Carl Edwards gave the new Ford Mustang its first win in the NASCAR Nationwide Series on Friday night in the O’Reilly Auto Parts 300 at the Texas Motor Speedway. Whilst he led 169 of the 200 laps and was in the top three for the whole race there is no doubt that luck played its part in his win.
Kyle Busch, having started in eighth place took the first quarter of the race to work his way up to second place and start chasing Edwards for the lead. On lap 88 Busch was starting to put pressure on the no. 60 Ford running about two car lengths behind Edwards as the pair came up to lap Tim Schendel. As the Mustang ran round the outside of the tail-ender Schendel’s tyre blew. His car started sliding up the track, just barely tapped the left rear of Edwards car and then headed straight for the outside wall. The luckless Busch had no time to react and nowhere else to go other than into the rear of Schendel’s and then follow him into the wall. Busch’s race was run.
“We started out a little bit tight, and the track was actually coming our way a little bit,” Busch said. “It started to free up a little bit that last run right before we wrecked. We felt pretty good about it. We were just biding our time. We were just running there — we were running hard, but we were just running.
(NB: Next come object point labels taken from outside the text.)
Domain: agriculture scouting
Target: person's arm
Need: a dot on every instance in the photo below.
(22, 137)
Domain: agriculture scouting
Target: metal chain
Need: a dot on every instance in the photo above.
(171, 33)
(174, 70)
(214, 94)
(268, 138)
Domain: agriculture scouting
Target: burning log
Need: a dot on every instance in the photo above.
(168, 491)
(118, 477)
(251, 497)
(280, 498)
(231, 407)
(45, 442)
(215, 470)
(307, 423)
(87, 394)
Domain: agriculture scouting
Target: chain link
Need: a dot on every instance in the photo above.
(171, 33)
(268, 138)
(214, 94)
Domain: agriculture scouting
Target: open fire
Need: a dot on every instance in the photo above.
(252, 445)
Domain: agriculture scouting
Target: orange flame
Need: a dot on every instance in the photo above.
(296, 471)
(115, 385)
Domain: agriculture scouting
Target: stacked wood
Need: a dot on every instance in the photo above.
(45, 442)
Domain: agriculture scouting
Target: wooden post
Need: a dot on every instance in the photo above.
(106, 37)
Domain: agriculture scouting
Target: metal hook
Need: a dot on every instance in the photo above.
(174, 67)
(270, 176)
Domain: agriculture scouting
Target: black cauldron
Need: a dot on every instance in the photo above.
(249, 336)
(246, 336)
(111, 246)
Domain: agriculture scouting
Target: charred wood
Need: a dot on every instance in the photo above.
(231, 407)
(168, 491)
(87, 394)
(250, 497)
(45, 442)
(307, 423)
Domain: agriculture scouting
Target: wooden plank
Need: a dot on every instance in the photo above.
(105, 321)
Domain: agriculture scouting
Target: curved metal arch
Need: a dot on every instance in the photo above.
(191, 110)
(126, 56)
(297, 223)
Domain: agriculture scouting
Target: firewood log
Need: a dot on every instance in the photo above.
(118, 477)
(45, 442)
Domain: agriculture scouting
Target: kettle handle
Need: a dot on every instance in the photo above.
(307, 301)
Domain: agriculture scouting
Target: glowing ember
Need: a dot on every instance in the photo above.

It felt like we were probably the only car that was going to give Carl a shot. It's a shame that we didn't have the chance to race it out the rest of the night.”
Edwards had mixed feelings about Busch's departure.“If he hadn't gotten knocked out, he would have been the competition – he was fast, it's fortunate that we missed that wreck, and I hate it for him. I think it would have been a really good race between us.”
It was left to Brad Keselowski and his Discout Tire Dodge to take the race to Edwards having at last overcome the tyre difficulties which have plagued him so far this season. He was the faster of the two through turns 3 and 4 if he stayed down low and Edwards was forced to stay high to get a high enough speed coming off turn four to keep his lead. In the end he crossed the line with just under half a second in hand.
Paul Menard and Joey Logano finished third and fourth respectively, and the first driver to finish who was eligible for points was fifth placed Elliott Sadler who climbed three places to fourth in the table behind the unchanged trio of Ricky Stenhouse Jr., Jason Leffler and Justin Allgaier.